U.N. inspectors sent to visit the country’s nuclear installations declared their mission a failure, a setback likely to increase the risk of confrontation with the West.
A larger-than-expected build in crude stockpiles in the United States following weak economic data from China and Europe depressed U.S. crude futures.
Brent crude for April delivery fell 5 cents to $122.85 by 0303 GMT after it rose on Wednesday for a third day to settle at $122.90, the highest in nine months.
U.S. crude futures for April was down 41 cents to $105.87 after settling at a nine-month high of $106.28 a barrel the previous day.
“Any further news of escalating tensions in Iran or other Middle East or African countries will likely increase the risk premium although our short-term view could be that prices could dip today on profit-taking as prices reach overbought territory,” said Natalie Robertson, a commodity strategist at ANZ bank.
Brent’s risk premium has risen closer to $15 a barrel from $5-$10 previously after top Iranian crude buyers China and India planned to reduce imports from the Islamic Republic, Robertson said.

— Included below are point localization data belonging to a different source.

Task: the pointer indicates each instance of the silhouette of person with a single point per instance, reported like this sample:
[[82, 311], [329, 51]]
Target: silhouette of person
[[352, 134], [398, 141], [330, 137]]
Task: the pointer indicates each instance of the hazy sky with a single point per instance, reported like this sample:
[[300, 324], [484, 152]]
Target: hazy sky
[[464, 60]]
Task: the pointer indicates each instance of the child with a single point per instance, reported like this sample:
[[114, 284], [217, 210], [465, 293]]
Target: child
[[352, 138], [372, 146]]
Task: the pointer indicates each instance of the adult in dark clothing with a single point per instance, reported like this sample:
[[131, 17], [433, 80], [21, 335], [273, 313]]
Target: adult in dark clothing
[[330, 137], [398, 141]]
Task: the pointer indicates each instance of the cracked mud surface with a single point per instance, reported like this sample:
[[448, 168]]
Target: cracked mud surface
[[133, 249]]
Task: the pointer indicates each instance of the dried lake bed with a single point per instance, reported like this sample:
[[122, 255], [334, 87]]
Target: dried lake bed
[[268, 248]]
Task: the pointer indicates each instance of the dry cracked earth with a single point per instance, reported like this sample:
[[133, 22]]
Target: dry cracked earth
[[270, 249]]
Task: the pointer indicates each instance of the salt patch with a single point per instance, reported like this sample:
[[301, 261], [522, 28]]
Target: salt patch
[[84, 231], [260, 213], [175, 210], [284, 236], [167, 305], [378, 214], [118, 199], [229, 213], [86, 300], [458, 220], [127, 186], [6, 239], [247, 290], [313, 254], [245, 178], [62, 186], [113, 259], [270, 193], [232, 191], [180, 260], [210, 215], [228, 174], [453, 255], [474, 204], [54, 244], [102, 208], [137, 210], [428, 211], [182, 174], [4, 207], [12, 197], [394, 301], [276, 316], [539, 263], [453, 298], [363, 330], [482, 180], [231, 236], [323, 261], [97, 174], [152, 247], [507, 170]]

Japan could cut Iranian imports by as much as 20 percent or more this year, a local newspaper reported, following reductions planned by other buyers in Asia and Europe as Western sanctions made trade difficult.
Front-month Brent futures have risen about 9 percent from the start of the year as geopolitical and production issues in Iran, the North Sea, South Sudan, Syria and Yemen tightened supplies.
Goldman Sachs said it expects Brent crude prices to rise to $127.50 a barrel over the next 12 months in order to restrain demand growth and keep it in line with available supplies.
“The increased supplies have been absorbed by the market and leaves the world in the unprecedented situation in which OPEC spare capacity is at a trough rather than at a peak just as the world economic recovery is getting on a more solid footing,” analysts at the bank said in a Feb. 22 note.
Asian shares and the euro fell on Thursday as the health of the global economy was back into focus after Wednesday’s data from Europe and China showed a slowdown in service and manufacturing activities.
Skyrocketing oil costs have turned U.S. gasoline prices into a key issue for the 2012 presidential election season.
Three Democratic lawmakers on Wednesday urged the White House to signal it is ready to tap the nation’s oil stockpiles to combat surging fuel prices, arguing an “aggressive” strategy could tamp down speculation.
Yet, Germany said it has no plans to release any of its strategic oil reserves to combat rising oil prices.
“Stockpiles are only to be released if there is a substantial decline in oil supplies, rather than in response to higher prices,” ANZ’s Robertson said.
“If U.S. oil prices rise above $110 a barrel we could see a hit on U.S. oil demand -- and this lower demand profile will likely cap further price hikes, just as it did last year.”
Oil investors will focus next on inventory reports to be released by the U.S. Energy Information Administration on Thursday at 1600 GMT.
U.S. crude stockpiles rose by 3.6 million barrels in the week to Feb. 17, data from the American Petroleum Institute showed, compared with analysts’ expectations for a 500,000 barrel build.